Can I somehow prevent Delphi from doing the memory fill?
Or is there some other way I can get Delphi to allocate this memory successfully for me?
My real goal is to do that Encoding statement for my very large file, so any solution that will allow this would be much appreciated.
Conclusion: See my comments on the answers.
This is a warning to be careful in debugging assembler code. Make sure you break on all the "RET" lines, since I missed the one in the middle of the FillChar routine and erroneously concluded that FillChar caused the problem. Thanks Mason, for pointing this out.
I will have to break the input into Chunks to handle the very large file.
FillChar isn't allocating any memory, so that's not your problem. Try tracing into it and placing breakpoints at the RET statements, and you'll see that the FillChar finishes. Whatever the problem is, it's probably in a later step.
Read a chunk from the file, encode and write to another file, repeat.

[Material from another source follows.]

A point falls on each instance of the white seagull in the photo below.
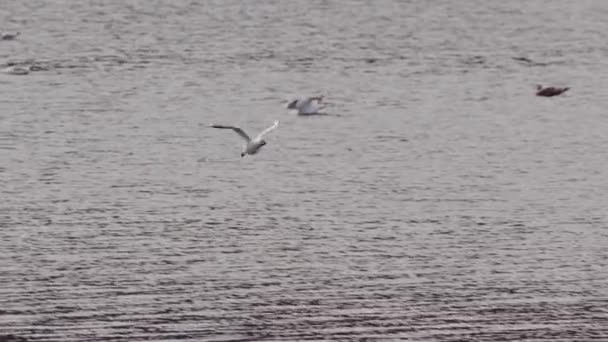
(307, 105)
(9, 35)
(253, 145)
(16, 70)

A wild guess: Could the problem be memory being overcommitted and when the FillChar actually accesses the memory it can't find a page to actually give you? I don't know if Windows will even overcommit memory, I do know that some OSes do--you don't find out about it until you actually try to make use of the memory.

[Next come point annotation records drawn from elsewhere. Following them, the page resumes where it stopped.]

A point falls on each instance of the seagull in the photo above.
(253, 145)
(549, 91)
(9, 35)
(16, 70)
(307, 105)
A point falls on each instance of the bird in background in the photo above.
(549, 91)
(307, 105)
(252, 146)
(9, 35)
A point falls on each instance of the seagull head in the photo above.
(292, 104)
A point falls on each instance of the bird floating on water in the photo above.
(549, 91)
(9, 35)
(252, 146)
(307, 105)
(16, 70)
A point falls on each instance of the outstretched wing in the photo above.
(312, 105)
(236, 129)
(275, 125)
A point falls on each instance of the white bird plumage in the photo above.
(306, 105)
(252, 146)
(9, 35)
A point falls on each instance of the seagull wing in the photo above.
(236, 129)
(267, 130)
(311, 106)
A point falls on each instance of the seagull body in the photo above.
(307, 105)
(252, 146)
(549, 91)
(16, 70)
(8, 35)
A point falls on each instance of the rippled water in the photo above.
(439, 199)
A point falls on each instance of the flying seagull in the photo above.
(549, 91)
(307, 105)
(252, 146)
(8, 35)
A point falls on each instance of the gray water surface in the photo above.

If this is the case it could cause the blowup in FillChar.
Programs are great at looping. They loop tirelessly without complaining.

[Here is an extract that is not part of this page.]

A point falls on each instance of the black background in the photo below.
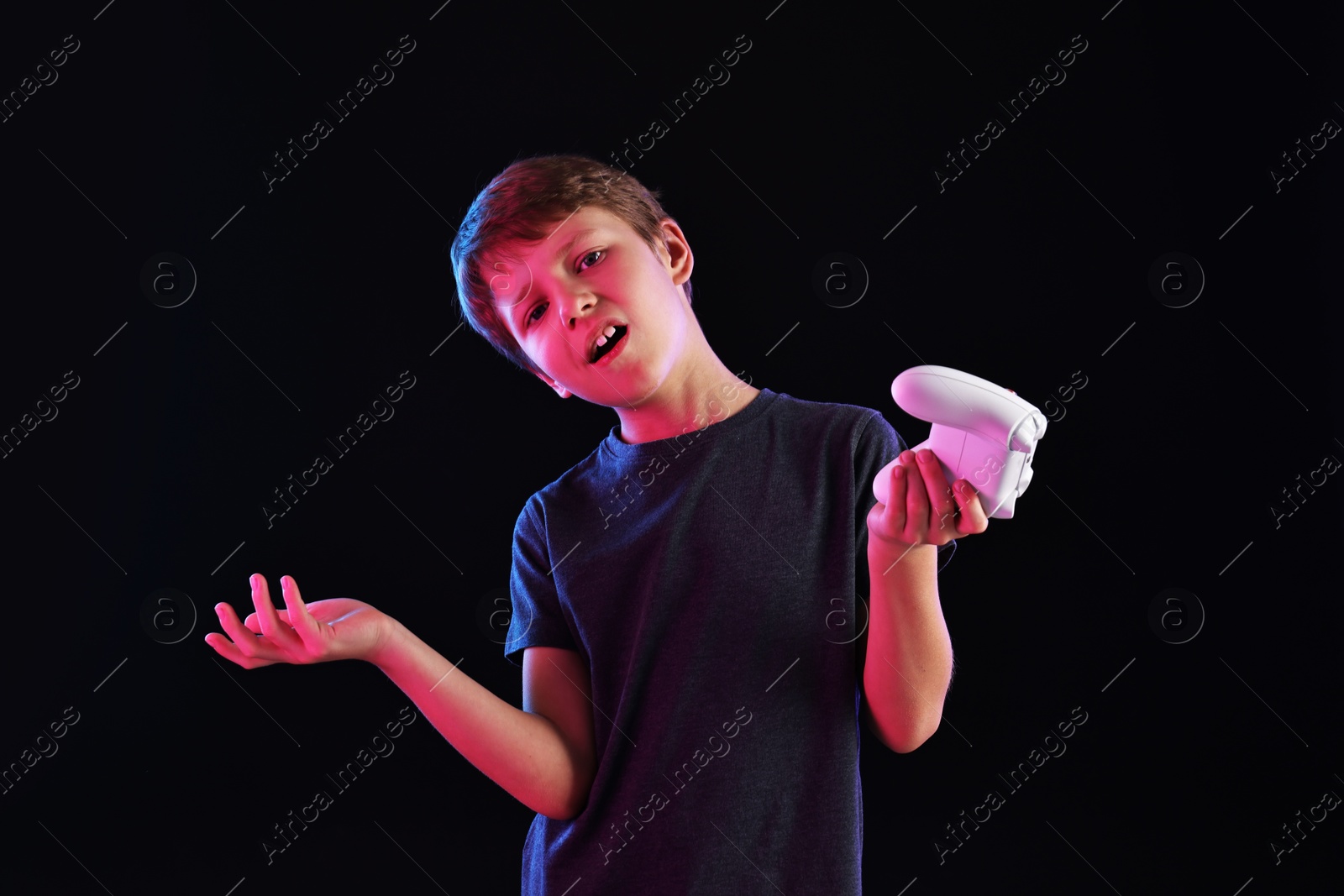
(1028, 268)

Allocating a huge amount of memory takes time. There will be many calls to the heap manager. Your OS won't even know if it has the amount of contiguous memory that you need ahead of time. Your OS says, yeah, I have 1 GB free. But as soon as you go to use it, your OS says, wait, you want all of it in one chunk? Let me make sure I have enough all in one place. If it doesn't you get the error.
If it does have the memory, well, there's still a lot of work for the heap manager in preparing the memory and marking it as used.
So, obviously, it makes some sense to allocate less memory and simply loop through it. This saves the computer from doing a lot of work that it will only have to undo when it's done. Why not have it do just a little bit of work in setting aside your memory, then just keep re-using it?
Stack memory is allocated much faster than heap memory. If you keep your memory usage small (under 1 MB, by default), the compiler may just use stack memory over heap memory, which will make your loops even faster. In addition, local variables that get allocated in the register are very fast.
There are factors such as hard drive cluster and cache sizes, CPU cache sizes, and things, that offer hints about the best chunk sizes. The key is to find a good number. I like to use 64 KB chunks.